If diameter of the circle entered in a trapeze — only the known size, then a problem of finding of the area of a trapeze has a set of decisions. The result depends on the size of corners between the basis of a trapeze and its sides.
Instruction
1. If it is possible to enter a circle in a trapeze, then the sum of sides is equal in such trapeze to the sum of the bases. It is known that the area of a trapeze is equal to the work of the half-sum of the bases on height. It is obvious that diameter of the circle entered in a trapeze is height of this trapeze. Then the area of a trapeze is equal to the work of the half-sum of sides on diameter of an inscribed circle.
2. Diameter of a circle is equal to two radiuses, and the radius of an inscribed circle — size known. There are no other data in a statement of the problem.
3. Draw a square and enter in it a circle. It is obvious that diameter of an inscribed circle is equal to the party of a square. Now present that two opposite sides of a square suddenly lost stability and began to tend to a vertical axis of symmetry of a figure. Such swaying is possible only at increase in the size of the party of the quadrangle described around a circle.
4. If two remained parties of the former square kept parallelism, the quadrangle turned into a trapeze. The circle becomes entered in a trapeze, diameter of a circle at the same time becomes height of this trapeze, and the parties of a trapeze got the different sizes.
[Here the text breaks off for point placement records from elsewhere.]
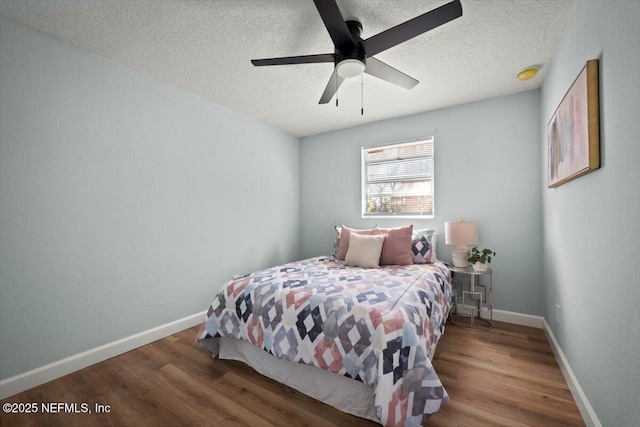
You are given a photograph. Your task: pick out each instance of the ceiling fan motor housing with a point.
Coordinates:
(351, 60)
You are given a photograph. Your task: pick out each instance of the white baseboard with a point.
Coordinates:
(512, 317)
(586, 410)
(38, 376)
(19, 383)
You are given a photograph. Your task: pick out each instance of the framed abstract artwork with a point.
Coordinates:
(574, 130)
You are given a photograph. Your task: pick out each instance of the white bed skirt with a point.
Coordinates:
(347, 395)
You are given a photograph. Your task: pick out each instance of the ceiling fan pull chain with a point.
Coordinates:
(361, 95)
(337, 87)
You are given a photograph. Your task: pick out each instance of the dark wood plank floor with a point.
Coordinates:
(507, 376)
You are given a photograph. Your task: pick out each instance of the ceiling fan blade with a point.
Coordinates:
(412, 28)
(288, 60)
(332, 87)
(336, 26)
(387, 73)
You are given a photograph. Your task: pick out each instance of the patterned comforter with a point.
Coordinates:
(379, 326)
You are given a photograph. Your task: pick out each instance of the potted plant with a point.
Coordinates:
(480, 259)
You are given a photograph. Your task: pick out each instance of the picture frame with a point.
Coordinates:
(574, 130)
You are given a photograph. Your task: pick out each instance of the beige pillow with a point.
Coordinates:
(364, 250)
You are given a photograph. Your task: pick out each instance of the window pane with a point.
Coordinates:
(398, 180)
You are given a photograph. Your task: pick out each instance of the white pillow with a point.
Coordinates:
(364, 250)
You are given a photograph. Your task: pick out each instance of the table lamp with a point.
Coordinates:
(461, 234)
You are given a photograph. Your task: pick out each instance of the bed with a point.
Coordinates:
(372, 333)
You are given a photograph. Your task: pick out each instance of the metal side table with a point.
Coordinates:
(472, 298)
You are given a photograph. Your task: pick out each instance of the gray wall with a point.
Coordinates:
(592, 224)
(125, 202)
(487, 159)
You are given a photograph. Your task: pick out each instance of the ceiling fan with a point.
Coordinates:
(352, 55)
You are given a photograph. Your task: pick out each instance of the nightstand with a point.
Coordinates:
(472, 298)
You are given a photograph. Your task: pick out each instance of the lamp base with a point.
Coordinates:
(459, 257)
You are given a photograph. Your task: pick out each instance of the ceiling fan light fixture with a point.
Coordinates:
(350, 68)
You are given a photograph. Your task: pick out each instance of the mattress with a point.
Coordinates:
(373, 327)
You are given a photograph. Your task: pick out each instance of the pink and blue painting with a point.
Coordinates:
(574, 143)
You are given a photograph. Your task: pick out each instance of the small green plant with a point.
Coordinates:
(484, 257)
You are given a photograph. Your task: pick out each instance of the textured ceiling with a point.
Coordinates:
(205, 47)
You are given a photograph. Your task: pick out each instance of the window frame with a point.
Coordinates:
(364, 182)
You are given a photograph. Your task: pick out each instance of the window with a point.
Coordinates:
(397, 180)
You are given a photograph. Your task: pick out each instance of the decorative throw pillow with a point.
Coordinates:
(345, 232)
(423, 246)
(364, 250)
(396, 249)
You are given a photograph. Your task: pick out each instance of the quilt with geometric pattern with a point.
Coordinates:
(379, 326)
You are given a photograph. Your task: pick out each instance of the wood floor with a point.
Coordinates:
(507, 376)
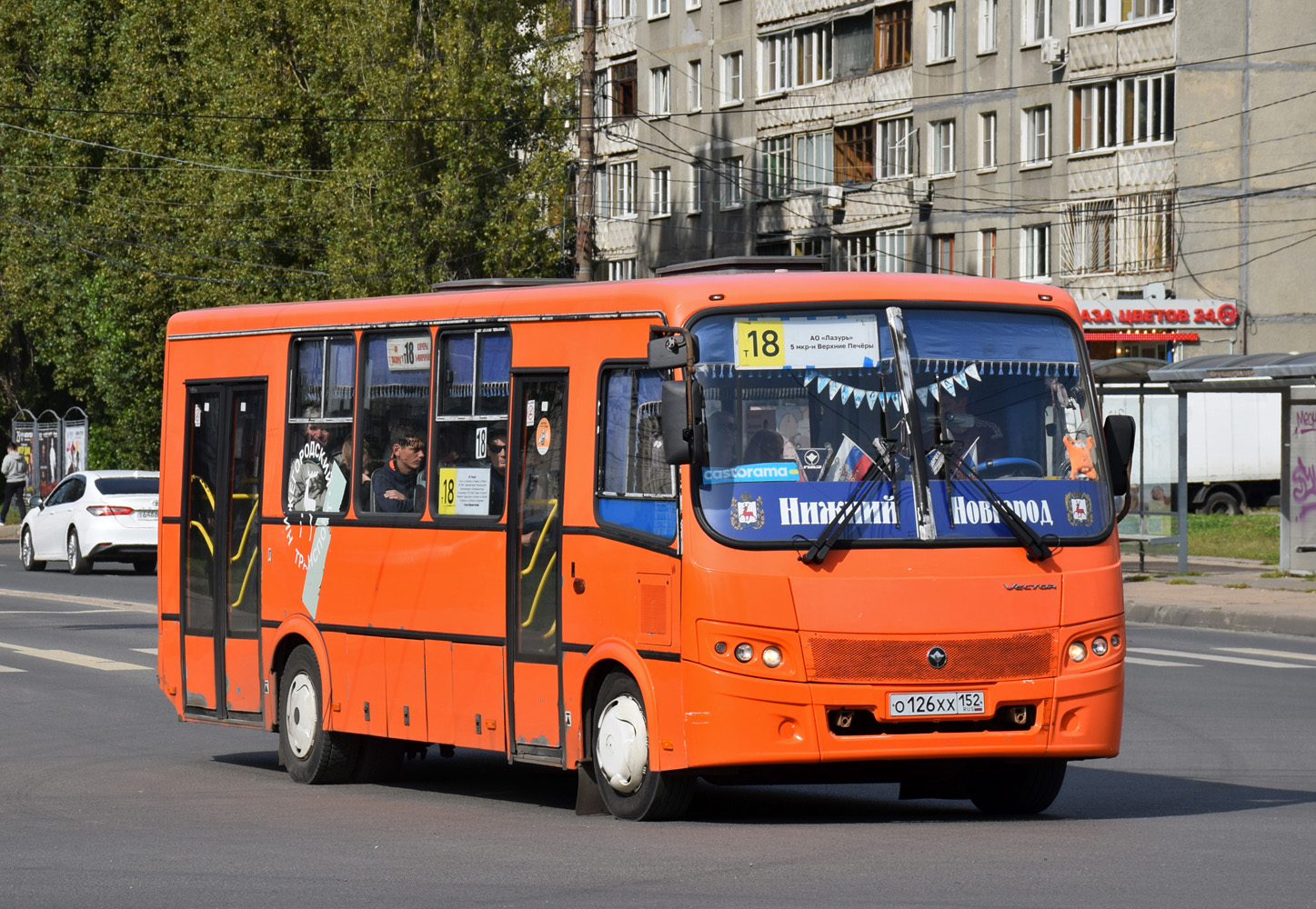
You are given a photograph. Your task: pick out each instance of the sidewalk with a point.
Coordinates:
(1225, 594)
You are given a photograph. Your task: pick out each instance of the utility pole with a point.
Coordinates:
(585, 174)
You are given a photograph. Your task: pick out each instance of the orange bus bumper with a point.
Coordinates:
(735, 720)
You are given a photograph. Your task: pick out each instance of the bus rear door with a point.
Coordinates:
(535, 564)
(221, 552)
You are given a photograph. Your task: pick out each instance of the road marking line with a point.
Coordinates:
(1144, 661)
(74, 597)
(1216, 658)
(74, 659)
(1259, 652)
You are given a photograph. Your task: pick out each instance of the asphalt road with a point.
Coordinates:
(106, 800)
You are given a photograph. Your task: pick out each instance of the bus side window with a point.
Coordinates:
(473, 390)
(636, 485)
(394, 438)
(320, 416)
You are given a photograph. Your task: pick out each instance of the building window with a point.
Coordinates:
(621, 8)
(812, 161)
(1132, 9)
(987, 140)
(1037, 20)
(883, 250)
(1035, 252)
(942, 147)
(986, 26)
(791, 59)
(809, 246)
(733, 185)
(621, 270)
(777, 166)
(895, 147)
(894, 35)
(987, 253)
(1149, 109)
(623, 91)
(1148, 224)
(1091, 14)
(1037, 135)
(854, 153)
(733, 91)
(941, 33)
(942, 255)
(1094, 117)
(659, 91)
(1087, 238)
(659, 193)
(618, 190)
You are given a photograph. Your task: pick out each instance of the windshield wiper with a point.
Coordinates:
(1039, 547)
(885, 464)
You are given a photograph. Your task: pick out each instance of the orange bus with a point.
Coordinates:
(738, 526)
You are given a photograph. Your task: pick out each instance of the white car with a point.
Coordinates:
(95, 516)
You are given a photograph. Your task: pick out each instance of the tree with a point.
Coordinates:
(164, 155)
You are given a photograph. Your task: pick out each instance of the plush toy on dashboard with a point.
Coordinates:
(1080, 458)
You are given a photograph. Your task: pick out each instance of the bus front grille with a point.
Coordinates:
(850, 658)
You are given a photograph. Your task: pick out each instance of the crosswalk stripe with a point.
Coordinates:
(1259, 652)
(1144, 661)
(1218, 658)
(75, 659)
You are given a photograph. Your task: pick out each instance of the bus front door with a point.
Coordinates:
(535, 564)
(221, 552)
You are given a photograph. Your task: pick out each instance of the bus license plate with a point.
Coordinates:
(936, 704)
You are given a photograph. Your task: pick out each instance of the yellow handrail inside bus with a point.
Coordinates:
(246, 576)
(205, 535)
(535, 555)
(246, 530)
(206, 490)
(538, 591)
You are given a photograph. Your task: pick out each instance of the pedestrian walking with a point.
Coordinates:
(15, 470)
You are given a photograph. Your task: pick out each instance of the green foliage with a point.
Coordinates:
(161, 155)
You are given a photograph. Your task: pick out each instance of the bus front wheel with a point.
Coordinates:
(311, 753)
(629, 788)
(1018, 787)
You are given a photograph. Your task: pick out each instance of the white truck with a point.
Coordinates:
(1233, 450)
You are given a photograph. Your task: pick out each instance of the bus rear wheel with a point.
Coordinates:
(311, 753)
(1018, 787)
(629, 788)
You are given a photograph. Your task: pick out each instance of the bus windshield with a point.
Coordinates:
(913, 424)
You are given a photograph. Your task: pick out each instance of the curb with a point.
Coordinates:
(1225, 620)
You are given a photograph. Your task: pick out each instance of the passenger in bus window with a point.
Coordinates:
(394, 485)
(497, 470)
(308, 473)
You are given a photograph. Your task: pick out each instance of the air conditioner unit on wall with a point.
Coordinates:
(1053, 52)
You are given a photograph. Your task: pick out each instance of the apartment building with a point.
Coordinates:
(1147, 155)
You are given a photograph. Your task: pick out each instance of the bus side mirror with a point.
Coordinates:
(678, 430)
(1120, 432)
(673, 349)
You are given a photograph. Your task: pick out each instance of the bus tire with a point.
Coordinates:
(1018, 787)
(629, 790)
(311, 753)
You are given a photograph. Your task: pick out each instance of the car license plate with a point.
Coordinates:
(936, 704)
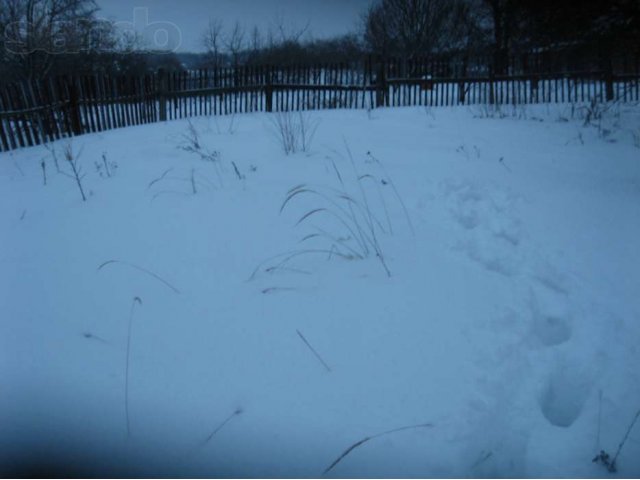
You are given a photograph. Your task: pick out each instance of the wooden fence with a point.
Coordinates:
(36, 112)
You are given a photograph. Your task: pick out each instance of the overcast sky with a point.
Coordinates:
(180, 23)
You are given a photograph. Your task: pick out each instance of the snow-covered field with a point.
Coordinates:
(509, 324)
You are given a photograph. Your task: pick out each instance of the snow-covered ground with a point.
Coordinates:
(510, 322)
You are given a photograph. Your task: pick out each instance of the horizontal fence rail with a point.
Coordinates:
(36, 112)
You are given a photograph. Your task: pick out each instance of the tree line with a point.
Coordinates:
(39, 38)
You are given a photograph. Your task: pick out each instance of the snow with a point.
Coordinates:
(510, 322)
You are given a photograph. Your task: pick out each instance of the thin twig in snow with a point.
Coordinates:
(366, 439)
(313, 351)
(238, 411)
(144, 270)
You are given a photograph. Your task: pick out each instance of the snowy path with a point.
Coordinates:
(510, 322)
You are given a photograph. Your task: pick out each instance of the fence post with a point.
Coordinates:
(74, 107)
(381, 84)
(162, 94)
(268, 91)
(492, 87)
(608, 78)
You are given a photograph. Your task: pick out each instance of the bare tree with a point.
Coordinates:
(36, 31)
(212, 40)
(234, 42)
(410, 28)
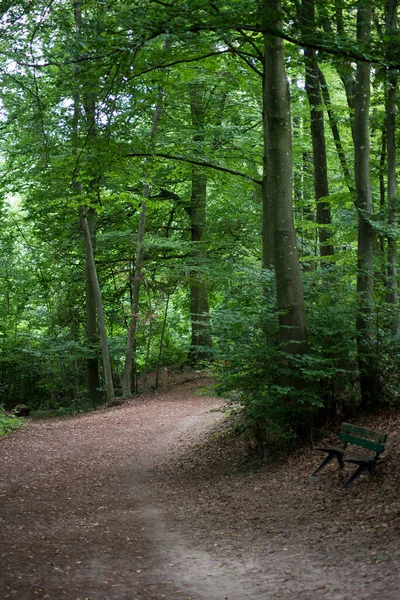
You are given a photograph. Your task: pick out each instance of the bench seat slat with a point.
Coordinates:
(369, 444)
(376, 436)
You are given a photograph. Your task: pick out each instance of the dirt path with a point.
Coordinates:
(130, 504)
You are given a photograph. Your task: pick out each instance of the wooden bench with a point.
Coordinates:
(374, 441)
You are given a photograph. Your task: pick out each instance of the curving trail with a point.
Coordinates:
(117, 505)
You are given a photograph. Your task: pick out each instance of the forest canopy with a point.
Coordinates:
(210, 183)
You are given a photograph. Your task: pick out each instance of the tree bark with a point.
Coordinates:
(92, 337)
(92, 283)
(321, 187)
(365, 345)
(130, 351)
(392, 77)
(126, 380)
(278, 190)
(91, 266)
(201, 341)
(333, 122)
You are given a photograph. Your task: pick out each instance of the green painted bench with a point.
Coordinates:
(369, 440)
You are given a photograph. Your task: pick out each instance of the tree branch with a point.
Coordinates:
(192, 161)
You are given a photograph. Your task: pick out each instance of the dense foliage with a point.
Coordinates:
(162, 113)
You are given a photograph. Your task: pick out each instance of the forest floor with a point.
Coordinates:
(151, 500)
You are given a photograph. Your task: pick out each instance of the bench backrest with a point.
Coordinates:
(366, 438)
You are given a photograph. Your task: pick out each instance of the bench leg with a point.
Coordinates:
(354, 476)
(326, 461)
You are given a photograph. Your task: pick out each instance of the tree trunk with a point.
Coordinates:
(313, 92)
(130, 351)
(201, 341)
(392, 292)
(91, 266)
(365, 345)
(126, 380)
(277, 189)
(333, 122)
(92, 337)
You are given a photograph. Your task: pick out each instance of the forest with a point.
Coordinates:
(203, 183)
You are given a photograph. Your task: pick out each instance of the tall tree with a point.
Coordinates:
(365, 281)
(321, 187)
(93, 291)
(201, 342)
(278, 192)
(391, 108)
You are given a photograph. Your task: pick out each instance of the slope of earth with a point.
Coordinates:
(146, 501)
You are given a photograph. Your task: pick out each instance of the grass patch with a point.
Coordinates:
(8, 423)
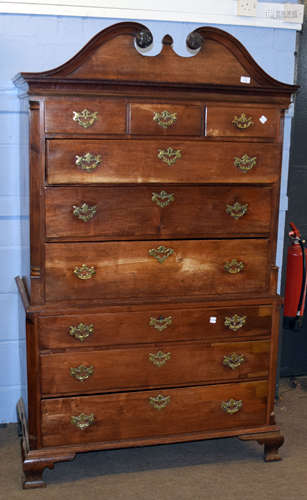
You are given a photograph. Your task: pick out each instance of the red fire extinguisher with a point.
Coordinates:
(295, 292)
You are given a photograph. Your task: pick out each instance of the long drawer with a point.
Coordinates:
(165, 212)
(155, 365)
(155, 269)
(162, 324)
(92, 161)
(114, 417)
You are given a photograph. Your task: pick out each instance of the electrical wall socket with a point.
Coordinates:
(247, 7)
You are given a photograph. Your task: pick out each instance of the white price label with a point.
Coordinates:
(245, 79)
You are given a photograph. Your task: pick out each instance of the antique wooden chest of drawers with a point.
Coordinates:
(152, 313)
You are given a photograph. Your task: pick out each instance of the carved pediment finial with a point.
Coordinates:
(144, 39)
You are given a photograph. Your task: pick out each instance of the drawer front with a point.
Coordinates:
(154, 325)
(151, 161)
(85, 116)
(166, 119)
(155, 269)
(141, 212)
(156, 365)
(242, 121)
(114, 417)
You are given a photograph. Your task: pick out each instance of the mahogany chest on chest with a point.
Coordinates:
(152, 313)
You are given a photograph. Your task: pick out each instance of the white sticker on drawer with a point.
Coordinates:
(245, 79)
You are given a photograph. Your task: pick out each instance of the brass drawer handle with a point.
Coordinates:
(161, 253)
(83, 421)
(85, 118)
(84, 272)
(160, 358)
(169, 155)
(165, 119)
(88, 162)
(233, 360)
(242, 121)
(235, 322)
(82, 372)
(163, 199)
(161, 323)
(81, 332)
(245, 163)
(84, 212)
(236, 210)
(234, 266)
(232, 406)
(159, 402)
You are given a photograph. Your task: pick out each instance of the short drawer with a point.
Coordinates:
(85, 116)
(149, 414)
(243, 121)
(163, 212)
(156, 161)
(166, 119)
(155, 269)
(163, 324)
(155, 365)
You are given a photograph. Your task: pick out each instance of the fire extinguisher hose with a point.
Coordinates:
(300, 303)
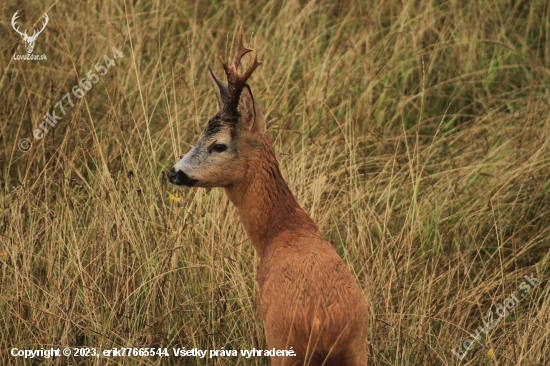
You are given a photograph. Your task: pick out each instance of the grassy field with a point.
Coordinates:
(416, 134)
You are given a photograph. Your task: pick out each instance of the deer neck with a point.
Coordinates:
(266, 205)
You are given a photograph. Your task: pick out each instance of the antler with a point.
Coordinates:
(34, 35)
(13, 19)
(236, 81)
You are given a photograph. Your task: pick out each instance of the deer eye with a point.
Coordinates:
(219, 147)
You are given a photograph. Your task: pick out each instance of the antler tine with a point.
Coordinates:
(255, 63)
(13, 19)
(43, 24)
(242, 50)
(236, 81)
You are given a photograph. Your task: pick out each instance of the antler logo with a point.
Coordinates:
(29, 41)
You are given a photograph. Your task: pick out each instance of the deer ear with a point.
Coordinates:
(252, 117)
(219, 88)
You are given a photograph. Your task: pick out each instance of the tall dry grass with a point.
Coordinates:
(416, 134)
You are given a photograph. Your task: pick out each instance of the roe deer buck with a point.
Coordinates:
(309, 299)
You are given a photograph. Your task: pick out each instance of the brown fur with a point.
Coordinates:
(309, 299)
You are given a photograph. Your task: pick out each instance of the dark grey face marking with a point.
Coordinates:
(179, 178)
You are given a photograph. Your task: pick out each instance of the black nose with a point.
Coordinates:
(179, 178)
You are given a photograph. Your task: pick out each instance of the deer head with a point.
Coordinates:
(29, 41)
(234, 134)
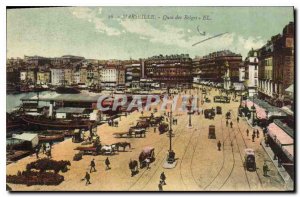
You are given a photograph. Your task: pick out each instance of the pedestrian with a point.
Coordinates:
(37, 153)
(93, 166)
(49, 153)
(163, 178)
(44, 148)
(266, 141)
(147, 161)
(265, 169)
(87, 178)
(107, 163)
(219, 145)
(253, 137)
(160, 188)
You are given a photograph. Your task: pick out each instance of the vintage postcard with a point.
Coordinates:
(150, 99)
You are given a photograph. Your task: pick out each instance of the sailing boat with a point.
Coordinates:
(63, 89)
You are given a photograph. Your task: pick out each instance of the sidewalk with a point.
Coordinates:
(289, 183)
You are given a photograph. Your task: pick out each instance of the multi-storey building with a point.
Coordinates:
(109, 76)
(276, 67)
(212, 67)
(66, 59)
(57, 76)
(132, 74)
(169, 70)
(43, 77)
(28, 76)
(36, 60)
(251, 72)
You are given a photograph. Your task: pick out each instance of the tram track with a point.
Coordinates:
(162, 147)
(245, 144)
(233, 165)
(223, 160)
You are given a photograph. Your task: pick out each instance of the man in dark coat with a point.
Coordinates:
(107, 163)
(265, 169)
(44, 148)
(163, 178)
(219, 145)
(253, 137)
(93, 166)
(87, 178)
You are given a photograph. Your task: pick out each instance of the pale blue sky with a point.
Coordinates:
(88, 32)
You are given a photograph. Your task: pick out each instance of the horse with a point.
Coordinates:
(141, 132)
(133, 166)
(228, 115)
(123, 145)
(108, 149)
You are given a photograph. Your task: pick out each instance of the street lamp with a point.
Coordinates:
(253, 110)
(171, 154)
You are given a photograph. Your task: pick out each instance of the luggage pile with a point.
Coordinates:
(35, 178)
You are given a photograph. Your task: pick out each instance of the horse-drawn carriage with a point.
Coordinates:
(228, 115)
(211, 132)
(219, 110)
(147, 153)
(221, 99)
(163, 127)
(137, 131)
(156, 120)
(249, 159)
(209, 113)
(134, 167)
(122, 145)
(93, 150)
(97, 150)
(77, 136)
(143, 123)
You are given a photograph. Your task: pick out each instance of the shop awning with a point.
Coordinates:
(260, 112)
(282, 139)
(261, 107)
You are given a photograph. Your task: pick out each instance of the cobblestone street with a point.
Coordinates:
(200, 166)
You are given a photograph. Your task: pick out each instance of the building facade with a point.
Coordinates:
(43, 77)
(57, 76)
(276, 67)
(212, 67)
(251, 72)
(169, 71)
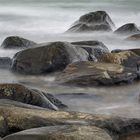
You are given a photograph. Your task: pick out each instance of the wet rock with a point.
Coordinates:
(125, 58)
(25, 95)
(18, 119)
(95, 48)
(16, 42)
(95, 73)
(93, 21)
(66, 132)
(128, 29)
(5, 62)
(49, 58)
(135, 37)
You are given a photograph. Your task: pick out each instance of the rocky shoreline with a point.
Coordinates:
(27, 113)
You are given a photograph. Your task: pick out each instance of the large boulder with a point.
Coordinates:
(5, 62)
(128, 29)
(48, 58)
(96, 73)
(95, 48)
(18, 119)
(93, 21)
(16, 42)
(125, 58)
(25, 95)
(135, 37)
(65, 132)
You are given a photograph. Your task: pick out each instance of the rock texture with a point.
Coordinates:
(95, 48)
(128, 29)
(93, 21)
(25, 95)
(95, 74)
(49, 58)
(16, 42)
(125, 58)
(65, 132)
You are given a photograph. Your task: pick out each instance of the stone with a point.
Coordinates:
(93, 21)
(64, 132)
(96, 74)
(95, 48)
(16, 42)
(25, 95)
(128, 29)
(49, 58)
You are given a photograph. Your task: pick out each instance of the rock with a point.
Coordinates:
(49, 58)
(95, 48)
(64, 132)
(18, 119)
(135, 37)
(16, 42)
(125, 58)
(128, 29)
(25, 95)
(5, 62)
(93, 21)
(95, 73)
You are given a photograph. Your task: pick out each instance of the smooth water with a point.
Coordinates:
(47, 20)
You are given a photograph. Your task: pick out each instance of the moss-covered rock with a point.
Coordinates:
(93, 21)
(48, 58)
(16, 42)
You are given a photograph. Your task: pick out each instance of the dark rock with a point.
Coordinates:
(94, 74)
(135, 37)
(16, 42)
(128, 29)
(65, 132)
(125, 58)
(95, 48)
(5, 62)
(25, 95)
(49, 58)
(18, 119)
(93, 21)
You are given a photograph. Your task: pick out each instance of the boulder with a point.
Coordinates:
(49, 58)
(95, 48)
(135, 37)
(5, 62)
(128, 29)
(25, 95)
(125, 58)
(64, 132)
(93, 21)
(18, 119)
(95, 74)
(16, 42)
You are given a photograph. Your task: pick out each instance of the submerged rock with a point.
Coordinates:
(135, 37)
(16, 42)
(18, 119)
(49, 58)
(5, 62)
(128, 29)
(95, 73)
(64, 132)
(125, 58)
(95, 48)
(25, 95)
(93, 21)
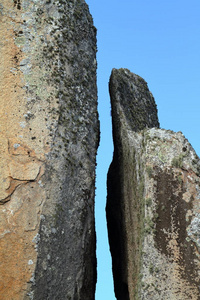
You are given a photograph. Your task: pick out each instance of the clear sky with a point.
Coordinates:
(160, 41)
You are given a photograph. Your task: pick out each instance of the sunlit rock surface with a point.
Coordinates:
(48, 140)
(153, 206)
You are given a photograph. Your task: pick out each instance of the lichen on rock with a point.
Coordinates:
(153, 200)
(49, 135)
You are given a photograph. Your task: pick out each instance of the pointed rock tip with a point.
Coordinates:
(129, 92)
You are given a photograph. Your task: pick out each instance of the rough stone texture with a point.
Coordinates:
(153, 205)
(49, 135)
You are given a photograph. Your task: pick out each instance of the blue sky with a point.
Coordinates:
(158, 40)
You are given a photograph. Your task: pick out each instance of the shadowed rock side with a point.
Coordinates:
(152, 207)
(49, 135)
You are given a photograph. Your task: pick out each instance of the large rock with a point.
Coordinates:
(153, 210)
(48, 140)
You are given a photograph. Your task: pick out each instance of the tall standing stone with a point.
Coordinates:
(48, 140)
(153, 210)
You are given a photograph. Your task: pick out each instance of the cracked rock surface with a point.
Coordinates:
(153, 204)
(49, 135)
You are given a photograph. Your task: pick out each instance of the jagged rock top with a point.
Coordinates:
(130, 94)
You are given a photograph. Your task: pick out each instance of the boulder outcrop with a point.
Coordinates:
(153, 210)
(49, 135)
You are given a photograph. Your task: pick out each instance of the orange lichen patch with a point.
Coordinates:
(15, 268)
(18, 255)
(19, 167)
5. Sides of a trapeze can creep away further. The point of contact will move on a circle. The parties of a trapeze in the swaying submit to only one equality: the sum of sides is equal to the sum of the bases.
6. It is possible to bring definiteness in the geometrical disorder formed by the unsteady parties if to know tilt angles of sides of a trapeze to the basis. Designate these corners α and β. Then after simple transformations the area of a trapeze can be written down the following formula: S=D (Sinα+Sinβ)/2SinαSinβгде S — the area of a trapeze of D — diameter of the circle entered in a trapeze α and β — corners between sides of a trapeze and its basis.